The Francis Report

Although the situations considered in the Francis report are shocking, the situation they describe is all too familiar. The scandalous ill-treatment of patients was a recurring problem of long-stay institutions – reflected for example in Sans Everything (1967) and a string of scandals in mental institutions, detailed at length in J Martin, Hospitals in Trouble (1984), a book cited in this inquiry report. Nearly thirty five years ago, as a student, I was given an advance copy of the Normansfield report by Brian Abel-Smith; it described how patients were restricted and neglected, and the upper echelons of NHS management did nothing about it. David Ennals explained, in Parliament: “… the report makes clear that there were many people who knew just what the position was. Some of them were in positions of authority with power to act but they failed.” In other words, we have been here before. The main difference is that this time it’s in acute care.

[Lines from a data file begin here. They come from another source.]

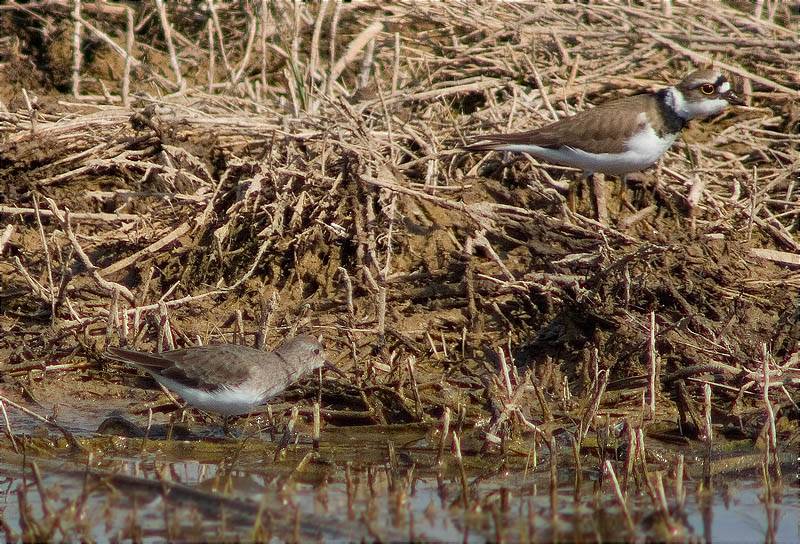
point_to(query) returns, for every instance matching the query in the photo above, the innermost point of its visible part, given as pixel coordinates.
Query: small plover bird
(624, 135)
(228, 379)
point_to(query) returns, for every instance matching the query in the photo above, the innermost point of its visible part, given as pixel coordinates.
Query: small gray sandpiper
(228, 379)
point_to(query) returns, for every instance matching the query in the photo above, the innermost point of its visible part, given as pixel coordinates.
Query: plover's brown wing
(603, 129)
(203, 367)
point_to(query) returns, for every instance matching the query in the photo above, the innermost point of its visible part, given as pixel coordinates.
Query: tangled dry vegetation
(259, 169)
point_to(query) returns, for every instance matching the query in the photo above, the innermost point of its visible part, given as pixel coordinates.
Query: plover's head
(702, 93)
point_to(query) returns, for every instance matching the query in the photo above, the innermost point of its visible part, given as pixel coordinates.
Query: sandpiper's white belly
(643, 150)
(226, 401)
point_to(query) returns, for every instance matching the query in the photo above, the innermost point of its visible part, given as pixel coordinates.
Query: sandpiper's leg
(598, 189)
(574, 189)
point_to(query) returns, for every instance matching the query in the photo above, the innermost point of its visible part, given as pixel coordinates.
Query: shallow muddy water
(377, 483)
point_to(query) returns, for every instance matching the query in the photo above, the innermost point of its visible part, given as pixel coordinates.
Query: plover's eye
(707, 88)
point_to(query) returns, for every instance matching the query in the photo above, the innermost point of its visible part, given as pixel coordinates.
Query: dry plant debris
(244, 171)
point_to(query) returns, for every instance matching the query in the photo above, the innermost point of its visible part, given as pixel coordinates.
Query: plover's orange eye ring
(707, 88)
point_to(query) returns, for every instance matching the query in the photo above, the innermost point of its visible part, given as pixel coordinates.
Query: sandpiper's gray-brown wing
(603, 129)
(203, 367)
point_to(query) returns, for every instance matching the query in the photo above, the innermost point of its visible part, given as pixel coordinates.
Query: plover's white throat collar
(624, 135)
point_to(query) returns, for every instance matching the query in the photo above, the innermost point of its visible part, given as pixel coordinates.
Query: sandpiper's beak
(733, 99)
(330, 366)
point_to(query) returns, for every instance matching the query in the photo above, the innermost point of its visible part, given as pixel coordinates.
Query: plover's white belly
(643, 150)
(226, 401)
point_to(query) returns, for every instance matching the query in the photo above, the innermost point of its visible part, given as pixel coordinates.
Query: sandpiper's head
(703, 93)
(304, 351)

Unfortunately, the Francis report does not point to the way out of the problems. There are some hard-hitting passages – given the findings, there had to be – but there’s an awful lot of words in between. At nearly 1800 pages, the report is rather badly written – indiscriminate, repetitive, with some slushy, mystical twaddle about leadership (the stuff about it being a quality of the ‘spirit’ is in there twice) and an 125-page “Executive Summary” (someone should have taken the learned chairman into a corner and explained what that phrase is supposed to mean). The review of evidence in volume 1 is generally good; Volume 2 spends several hundred pages reviewing what regulatory and supervisory agencies did not do, and is interminable; the review of general issues in volume 3 is long, prescriptive and often preachy. The sheer number of words guarantees however that it won’t be read.

The stuff on leadership presents the most obvious problem. This report uses the word more than 800 times, referring to leadership haphazardly whenever it wants to think about the position of people in charge, senior management, ward management, roles in professional settings, personal qualities, motivation, or relationships with juniors. The poisonous cult of leadership, and the assumption that people in charge should energetically push others to share their values and aims, is part of what’s created this mess in the first place. What the report is really describing is systemic failure, and systemic failure cannot be responded to through on an individualistic basis without gaps being left.